Cosmic considerations in a room of speculation. If not a garden.

The closer I looked at Maigan’s model of Andala, the more I was intrigued. I pulled it close to me, to see just how she made it. But nothing about the little globe felt the least bit artificial. I saw no seams, no paint, no ink. In fact, as I held the orb up to the distant light, I’m sure I saw the clouds take on different shadows, until, in the tiny dusk, ruddy haze spirited them away to night. It really did look just as worlds do from out in space. Not to mention that it felt as though it hadn’t any weight, and I couldn’t see what held it up.

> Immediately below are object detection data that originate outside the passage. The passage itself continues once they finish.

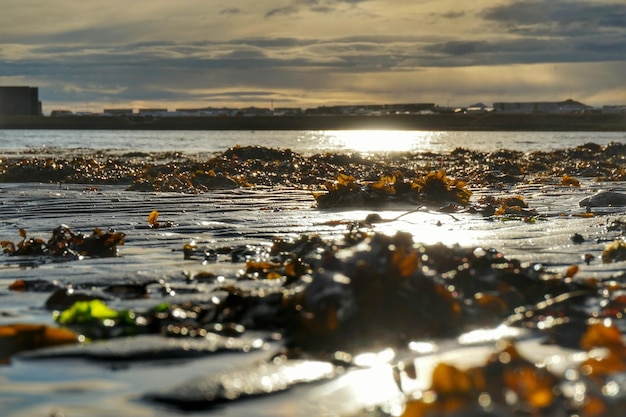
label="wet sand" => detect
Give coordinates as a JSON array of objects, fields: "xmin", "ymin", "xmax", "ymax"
[{"xmin": 0, "ymin": 145, "xmax": 626, "ymax": 416}]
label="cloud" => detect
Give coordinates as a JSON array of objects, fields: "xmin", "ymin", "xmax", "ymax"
[
  {"xmin": 265, "ymin": 0, "xmax": 368, "ymax": 18},
  {"xmin": 482, "ymin": 0, "xmax": 626, "ymax": 37}
]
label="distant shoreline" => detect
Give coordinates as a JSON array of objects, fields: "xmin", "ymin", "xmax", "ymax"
[{"xmin": 0, "ymin": 113, "xmax": 626, "ymax": 132}]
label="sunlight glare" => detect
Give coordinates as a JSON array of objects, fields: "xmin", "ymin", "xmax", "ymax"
[{"xmin": 325, "ymin": 130, "xmax": 436, "ymax": 153}]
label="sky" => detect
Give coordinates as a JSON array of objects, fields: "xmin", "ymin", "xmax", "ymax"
[{"xmin": 0, "ymin": 0, "xmax": 626, "ymax": 112}]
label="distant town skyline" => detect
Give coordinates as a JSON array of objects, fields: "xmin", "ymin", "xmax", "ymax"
[{"xmin": 0, "ymin": 0, "xmax": 626, "ymax": 112}]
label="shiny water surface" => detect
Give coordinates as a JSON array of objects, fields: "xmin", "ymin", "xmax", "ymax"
[
  {"xmin": 0, "ymin": 130, "xmax": 626, "ymax": 417},
  {"xmin": 0, "ymin": 129, "xmax": 626, "ymax": 154}
]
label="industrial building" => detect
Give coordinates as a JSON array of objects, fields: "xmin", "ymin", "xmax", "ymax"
[
  {"xmin": 493, "ymin": 99, "xmax": 591, "ymax": 113},
  {"xmin": 0, "ymin": 86, "xmax": 42, "ymax": 116}
]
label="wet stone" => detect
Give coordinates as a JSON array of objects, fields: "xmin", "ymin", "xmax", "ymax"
[
  {"xmin": 146, "ymin": 359, "xmax": 336, "ymax": 410},
  {"xmin": 21, "ymin": 333, "xmax": 264, "ymax": 361}
]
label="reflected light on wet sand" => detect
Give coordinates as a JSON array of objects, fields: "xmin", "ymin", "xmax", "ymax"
[{"xmin": 323, "ymin": 130, "xmax": 437, "ymax": 153}]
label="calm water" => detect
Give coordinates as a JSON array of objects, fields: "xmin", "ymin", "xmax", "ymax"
[{"xmin": 0, "ymin": 129, "xmax": 626, "ymax": 153}]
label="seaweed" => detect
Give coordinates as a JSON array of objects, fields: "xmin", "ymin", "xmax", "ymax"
[{"xmin": 0, "ymin": 224, "xmax": 125, "ymax": 259}]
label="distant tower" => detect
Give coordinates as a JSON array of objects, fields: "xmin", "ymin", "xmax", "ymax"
[{"xmin": 0, "ymin": 87, "xmax": 41, "ymax": 116}]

“This, this is quite impressive.” I stammered.
“This is Andala.” Mina said to Tani, a broad smile on her face.
“Mmm!” Grinned Tani. “But my Andala is more big.”
“Tani, your globe doesn’t begin to compare to this!”

I held on tight to Maigan’s model. I couldn’t even tear my eyes from it, indeed, it felt like the most precious thing I’d ever touched.

“We are…” Mina said, hovering a finger over the world, “move your hands…”
“Right. Sorry.”
“…here!”

She tapped the very spot where we stood. But she quivered.

“What do you think this is made of?” Mina whispered to me.
“That’s the thing. I haven’t the least idea. Not a projection, at any rate. It feels like…”
“Like air?”
“Like cold air. But then you press into it.”

By now, Tani wanted to have a go, too. I noticed her hand grasp the world away from me, and only then did I realise she’d let go of my waist.

“Marie!” Mina gasped at the sight of me, free beside her in the air.
“This Andala is quite good.” Tani observed, twisting the globe around single-handed, pondering it like an apple she fancied tasting with a bite.
“Apparently this is fine.” I said, putting my hand on her shoulder. Although she’d let me go, I couldn’t move any more freely than before.
“I see her mistake!” Tani shouted, startling the lot of us.
“Mistake!” Said Maigan, now right next to us. Tani shot a surprised glance at her.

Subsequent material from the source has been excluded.